Yes, it’s an impressive trick. A sleight of hand that lets Jerry pick the pockets of those who still hope to see the Cowboys turn the clock back to the early 1990s.

The risk is that fans will start to figure it out. After last year’s embarrassing wild-card loss to the Packers, what have the Cowboys done to improve the team? The coach who claims now one saw the upset coming is back. (That admission alone should have gotten Mike McCarthy fired, frankly, because he should have seen it coming and taken action to avoid it.) No new players who will significantly upgrade the roster have been signed. Several have left, including 40 percent of the starting offensive line.

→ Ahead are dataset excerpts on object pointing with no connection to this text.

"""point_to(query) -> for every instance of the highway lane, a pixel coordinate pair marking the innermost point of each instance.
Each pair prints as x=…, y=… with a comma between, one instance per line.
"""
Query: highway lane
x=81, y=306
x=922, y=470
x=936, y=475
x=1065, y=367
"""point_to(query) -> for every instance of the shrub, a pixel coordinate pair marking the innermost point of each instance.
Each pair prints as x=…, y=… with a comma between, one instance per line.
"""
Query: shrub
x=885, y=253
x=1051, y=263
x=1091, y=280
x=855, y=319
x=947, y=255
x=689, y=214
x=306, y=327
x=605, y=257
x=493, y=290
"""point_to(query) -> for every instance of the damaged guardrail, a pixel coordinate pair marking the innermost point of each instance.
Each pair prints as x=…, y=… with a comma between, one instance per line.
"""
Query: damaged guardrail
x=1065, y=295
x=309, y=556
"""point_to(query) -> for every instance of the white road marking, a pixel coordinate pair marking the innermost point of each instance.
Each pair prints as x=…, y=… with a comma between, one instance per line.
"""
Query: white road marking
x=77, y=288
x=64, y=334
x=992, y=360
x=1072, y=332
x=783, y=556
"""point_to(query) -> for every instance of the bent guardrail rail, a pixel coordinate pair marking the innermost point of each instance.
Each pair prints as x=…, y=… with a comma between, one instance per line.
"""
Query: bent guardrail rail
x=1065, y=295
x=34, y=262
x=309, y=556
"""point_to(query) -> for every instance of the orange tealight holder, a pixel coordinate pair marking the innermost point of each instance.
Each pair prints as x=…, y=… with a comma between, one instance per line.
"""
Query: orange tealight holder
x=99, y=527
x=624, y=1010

The Cowboys are currently worse, not better, than the team that won the division and lost badly in the first round of the playoffs. That makes Jones’s repeated use of the term “all-in” even more jarring, in hindsight.

That makes it’s hard not to wonder whether the end result to the coming campaign will prompt plenty of customers to go all-out for 2025.

Of course, that’s when Jones will fashion with a new pitch for keeping them engaged, possibly by hiring Bill Belichick to coach the team.

“Step right up, folks. Come one, come all to see the greatest coach in the history of worldwide sports take the Dallas Cowboys to unprecedented heights in the year twenty twenty-five. Marvel at the surly curmudgeon who does nothing but win and win and win. Yes, folks, this is the year you will not want to miss. We are all-in. Well not all-in the way I meant it last year but all-in the way that will make you give us all your money, again. Oh wait, did I say that out loud? Never mind that, how ‘bout them Cowboys?”